Jacques Henri Emil van Meegeren (26 August 1912 – 26 October 1977) was a Dutch illustrator and painter.

He is also considered to be a forger of the work of his father, Han van Meegeren, convicted of forging old masters and fraud. He was, however, less gifted and his forgeries adversely affected the reputation of his father's work.

Life

Youth
Van Meegeren was born 26 August 1912 in the small village of Rijswijk, near The Hague, the Netherlands, four months after the marriage of his parents. His father was Han van Meegeren, who later became known as an art forger, while his mother was descended from an Indonesian royal family. In 1915, his sister Inez was born.

Van Meegeren adored his father and loved being allowed to go to his father's studio and help him by cleaning brushes and such. When he grew older, his father took him along to art dealers and museums, teaching him how to observe and assess paintings and other works of art. He soon began to sketch and draw, and demonstrated that he had talent for it.

Stay in Indonesia 
In 1923, his parents divorced. It is not certain whether Van Meegeren followed his mother to Paris at that time or remained in The Hague. It is known, however, that in 1927 he went with his mother and sister to Sumatra. They went to live there with his mother's family, who were directly related to the Sultan of Serdang. Van Meegeren attended the government Higher Civic School in nearby Medan, traveling every day in a steam train.

Choice of a profession
In 1930, when Van Meegeren turned 18, he returned from the East Indies. His father was happy to see his son and took him to his many friends, fellow-artists of The Hague Art Circle, painters and actors.

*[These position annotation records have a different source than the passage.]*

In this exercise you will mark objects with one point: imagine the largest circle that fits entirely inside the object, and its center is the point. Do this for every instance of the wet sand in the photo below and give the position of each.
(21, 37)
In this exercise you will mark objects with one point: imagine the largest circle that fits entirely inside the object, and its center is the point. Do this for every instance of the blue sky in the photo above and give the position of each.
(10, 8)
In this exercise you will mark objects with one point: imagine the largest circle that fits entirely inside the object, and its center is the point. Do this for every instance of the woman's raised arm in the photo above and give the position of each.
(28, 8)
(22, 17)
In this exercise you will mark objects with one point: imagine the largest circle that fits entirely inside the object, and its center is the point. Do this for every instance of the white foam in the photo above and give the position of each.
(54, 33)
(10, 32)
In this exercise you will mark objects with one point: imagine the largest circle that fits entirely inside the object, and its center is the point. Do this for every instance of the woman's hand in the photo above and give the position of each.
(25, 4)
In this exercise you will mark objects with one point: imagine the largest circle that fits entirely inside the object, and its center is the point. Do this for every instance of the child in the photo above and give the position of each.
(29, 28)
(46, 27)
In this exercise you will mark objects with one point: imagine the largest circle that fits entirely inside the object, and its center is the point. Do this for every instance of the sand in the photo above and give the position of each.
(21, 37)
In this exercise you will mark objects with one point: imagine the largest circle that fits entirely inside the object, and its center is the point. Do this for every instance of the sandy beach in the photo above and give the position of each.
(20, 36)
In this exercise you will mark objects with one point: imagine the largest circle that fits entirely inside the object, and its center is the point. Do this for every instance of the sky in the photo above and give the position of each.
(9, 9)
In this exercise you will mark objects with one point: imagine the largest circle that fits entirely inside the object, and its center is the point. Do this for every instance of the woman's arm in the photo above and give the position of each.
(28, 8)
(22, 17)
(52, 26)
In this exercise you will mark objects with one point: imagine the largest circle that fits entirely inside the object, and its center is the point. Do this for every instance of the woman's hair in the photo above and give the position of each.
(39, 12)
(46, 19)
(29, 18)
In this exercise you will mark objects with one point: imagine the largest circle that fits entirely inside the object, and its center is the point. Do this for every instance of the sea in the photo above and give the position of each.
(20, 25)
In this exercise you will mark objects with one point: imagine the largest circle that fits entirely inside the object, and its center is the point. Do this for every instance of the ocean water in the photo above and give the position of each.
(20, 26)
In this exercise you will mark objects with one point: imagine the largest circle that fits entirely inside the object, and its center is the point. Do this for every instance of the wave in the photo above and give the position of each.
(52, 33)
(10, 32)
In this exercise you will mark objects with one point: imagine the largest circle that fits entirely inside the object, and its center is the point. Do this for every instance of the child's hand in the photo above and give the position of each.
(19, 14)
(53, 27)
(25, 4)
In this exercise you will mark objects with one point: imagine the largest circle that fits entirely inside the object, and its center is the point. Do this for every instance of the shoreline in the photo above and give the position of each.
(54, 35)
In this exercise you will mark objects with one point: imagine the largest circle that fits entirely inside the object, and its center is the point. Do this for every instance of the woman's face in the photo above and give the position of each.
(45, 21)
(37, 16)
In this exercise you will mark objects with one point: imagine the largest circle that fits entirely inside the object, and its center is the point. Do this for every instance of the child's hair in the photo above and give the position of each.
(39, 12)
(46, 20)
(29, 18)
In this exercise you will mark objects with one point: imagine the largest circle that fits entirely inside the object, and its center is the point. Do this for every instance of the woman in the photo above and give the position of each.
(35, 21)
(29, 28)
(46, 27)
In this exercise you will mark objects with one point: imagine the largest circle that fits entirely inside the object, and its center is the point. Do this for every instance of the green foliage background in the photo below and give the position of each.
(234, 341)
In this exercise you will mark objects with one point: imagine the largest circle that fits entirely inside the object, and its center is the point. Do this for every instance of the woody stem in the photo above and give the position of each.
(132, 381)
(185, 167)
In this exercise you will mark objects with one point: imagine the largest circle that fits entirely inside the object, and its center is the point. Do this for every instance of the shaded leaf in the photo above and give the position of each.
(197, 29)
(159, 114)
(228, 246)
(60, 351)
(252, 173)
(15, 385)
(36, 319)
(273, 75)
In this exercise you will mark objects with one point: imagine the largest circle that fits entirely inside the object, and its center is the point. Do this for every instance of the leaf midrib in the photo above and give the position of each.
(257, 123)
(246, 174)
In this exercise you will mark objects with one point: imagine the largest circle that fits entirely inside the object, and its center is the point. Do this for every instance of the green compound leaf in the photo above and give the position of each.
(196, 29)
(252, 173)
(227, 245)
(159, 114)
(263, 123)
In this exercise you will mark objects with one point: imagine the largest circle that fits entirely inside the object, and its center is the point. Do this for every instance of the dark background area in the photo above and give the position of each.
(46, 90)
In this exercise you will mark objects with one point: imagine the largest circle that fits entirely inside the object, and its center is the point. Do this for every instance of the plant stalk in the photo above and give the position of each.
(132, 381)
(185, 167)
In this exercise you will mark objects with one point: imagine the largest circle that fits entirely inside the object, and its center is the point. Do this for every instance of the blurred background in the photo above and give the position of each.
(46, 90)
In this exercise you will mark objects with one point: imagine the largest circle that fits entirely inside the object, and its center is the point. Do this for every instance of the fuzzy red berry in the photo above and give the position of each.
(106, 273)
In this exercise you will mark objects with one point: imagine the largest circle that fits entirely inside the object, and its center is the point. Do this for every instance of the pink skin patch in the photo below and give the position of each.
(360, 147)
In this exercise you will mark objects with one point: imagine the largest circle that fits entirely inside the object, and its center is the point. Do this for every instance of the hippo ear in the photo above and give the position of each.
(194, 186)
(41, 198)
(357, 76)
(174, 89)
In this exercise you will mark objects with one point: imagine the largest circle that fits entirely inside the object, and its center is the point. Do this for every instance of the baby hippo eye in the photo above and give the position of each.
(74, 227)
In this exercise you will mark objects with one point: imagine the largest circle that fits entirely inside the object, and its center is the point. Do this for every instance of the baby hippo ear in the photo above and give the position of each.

They visited theatres and restaurants; for Jacques van Meegeren, it was a joyful introduction to the high life of The Hague where his father spent money freely.

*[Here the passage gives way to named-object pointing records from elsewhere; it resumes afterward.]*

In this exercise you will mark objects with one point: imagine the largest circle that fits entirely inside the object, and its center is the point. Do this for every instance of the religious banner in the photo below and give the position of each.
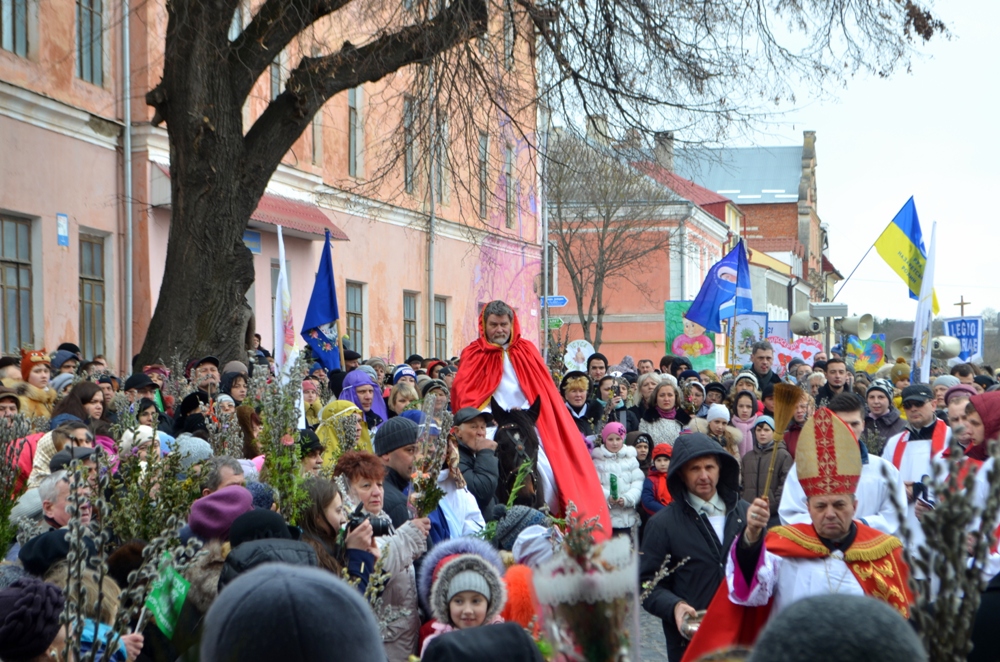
(686, 338)
(969, 330)
(743, 333)
(868, 355)
(804, 349)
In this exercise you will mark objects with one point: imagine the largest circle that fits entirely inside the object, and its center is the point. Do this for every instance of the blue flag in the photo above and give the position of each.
(319, 328)
(725, 292)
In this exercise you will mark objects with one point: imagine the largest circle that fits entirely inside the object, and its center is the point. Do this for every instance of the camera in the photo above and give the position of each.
(380, 527)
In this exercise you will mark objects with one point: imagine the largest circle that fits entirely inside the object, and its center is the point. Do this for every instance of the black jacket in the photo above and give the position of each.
(394, 498)
(482, 475)
(252, 553)
(679, 531)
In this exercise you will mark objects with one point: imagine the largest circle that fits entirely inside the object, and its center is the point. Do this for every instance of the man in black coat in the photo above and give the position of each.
(700, 524)
(477, 457)
(396, 443)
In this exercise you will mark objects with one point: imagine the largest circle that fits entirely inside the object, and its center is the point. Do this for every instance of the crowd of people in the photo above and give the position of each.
(690, 466)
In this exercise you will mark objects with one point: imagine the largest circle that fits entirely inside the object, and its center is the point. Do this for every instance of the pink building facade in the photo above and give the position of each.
(63, 209)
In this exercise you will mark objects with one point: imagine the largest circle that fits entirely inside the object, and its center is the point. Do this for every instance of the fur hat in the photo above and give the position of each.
(717, 412)
(466, 572)
(438, 557)
(900, 371)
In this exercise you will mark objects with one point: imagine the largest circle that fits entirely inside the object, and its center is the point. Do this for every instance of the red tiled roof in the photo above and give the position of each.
(295, 215)
(778, 245)
(292, 214)
(685, 188)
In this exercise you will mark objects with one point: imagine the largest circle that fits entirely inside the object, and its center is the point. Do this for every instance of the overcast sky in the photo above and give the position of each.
(933, 134)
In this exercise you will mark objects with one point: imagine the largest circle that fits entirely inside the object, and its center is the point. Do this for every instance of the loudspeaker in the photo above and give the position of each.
(862, 327)
(946, 347)
(902, 347)
(803, 324)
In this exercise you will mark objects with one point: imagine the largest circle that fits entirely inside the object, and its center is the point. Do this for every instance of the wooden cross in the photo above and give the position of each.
(962, 304)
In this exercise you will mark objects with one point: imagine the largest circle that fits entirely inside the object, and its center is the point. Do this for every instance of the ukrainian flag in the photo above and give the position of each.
(901, 245)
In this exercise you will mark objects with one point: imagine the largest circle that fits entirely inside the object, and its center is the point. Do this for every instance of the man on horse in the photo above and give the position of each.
(502, 366)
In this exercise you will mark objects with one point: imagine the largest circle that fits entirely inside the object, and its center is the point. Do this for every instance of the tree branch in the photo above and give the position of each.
(274, 26)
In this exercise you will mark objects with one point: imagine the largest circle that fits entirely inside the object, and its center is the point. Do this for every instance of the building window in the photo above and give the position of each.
(14, 26)
(91, 295)
(355, 131)
(275, 69)
(508, 36)
(440, 327)
(356, 315)
(409, 324)
(510, 210)
(484, 171)
(15, 283)
(89, 41)
(409, 135)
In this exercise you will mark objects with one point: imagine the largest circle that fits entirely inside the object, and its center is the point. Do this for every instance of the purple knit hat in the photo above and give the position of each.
(213, 515)
(612, 428)
(352, 381)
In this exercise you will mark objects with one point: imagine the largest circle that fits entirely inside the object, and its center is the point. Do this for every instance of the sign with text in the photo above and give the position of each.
(969, 330)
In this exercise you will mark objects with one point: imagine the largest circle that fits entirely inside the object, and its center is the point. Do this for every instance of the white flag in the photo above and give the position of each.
(922, 338)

Van Meegeren was warned by his father to not become an artist, as it was too uncertain a profession. Van Meegeren studied electrical engineering at the Sorbonne in Paris, though he continued to paint and draw as his father had done in his youth.

Paris

Student years
From 1931, Van Meegeren studied in Paris. He lived in an attractive studio on Boulevard Raspail and enjoyed an ample allowance from his father.

Van Meegeren received a letter from his cousins, the Prince Royal of Serdang and the Prince Royal of Deli, Sumatra. They came to visit the Colonial Exhibition in Paris featuring exotic temples and pavilions, with the Balinese-style pavilion of the Dutch East Indies being the finest of all. The princes asked van Meegeren to make up their daily program. During the day they had to pay official visits, but after these they changed into street clothing and their jewels were hidden in the hotel safe, but they still wore their velvet topies (Indonesian caps). In all the Parisian nightclubs the group frequented, Van Meegeren was seen as a kind of leader. The most attractive Parisian and foreign "vedettes" were nightly in their company. The French actress Mistinguett was besotted with the Prince Royal of Deli and followed him everywhere. The partying lasted a month.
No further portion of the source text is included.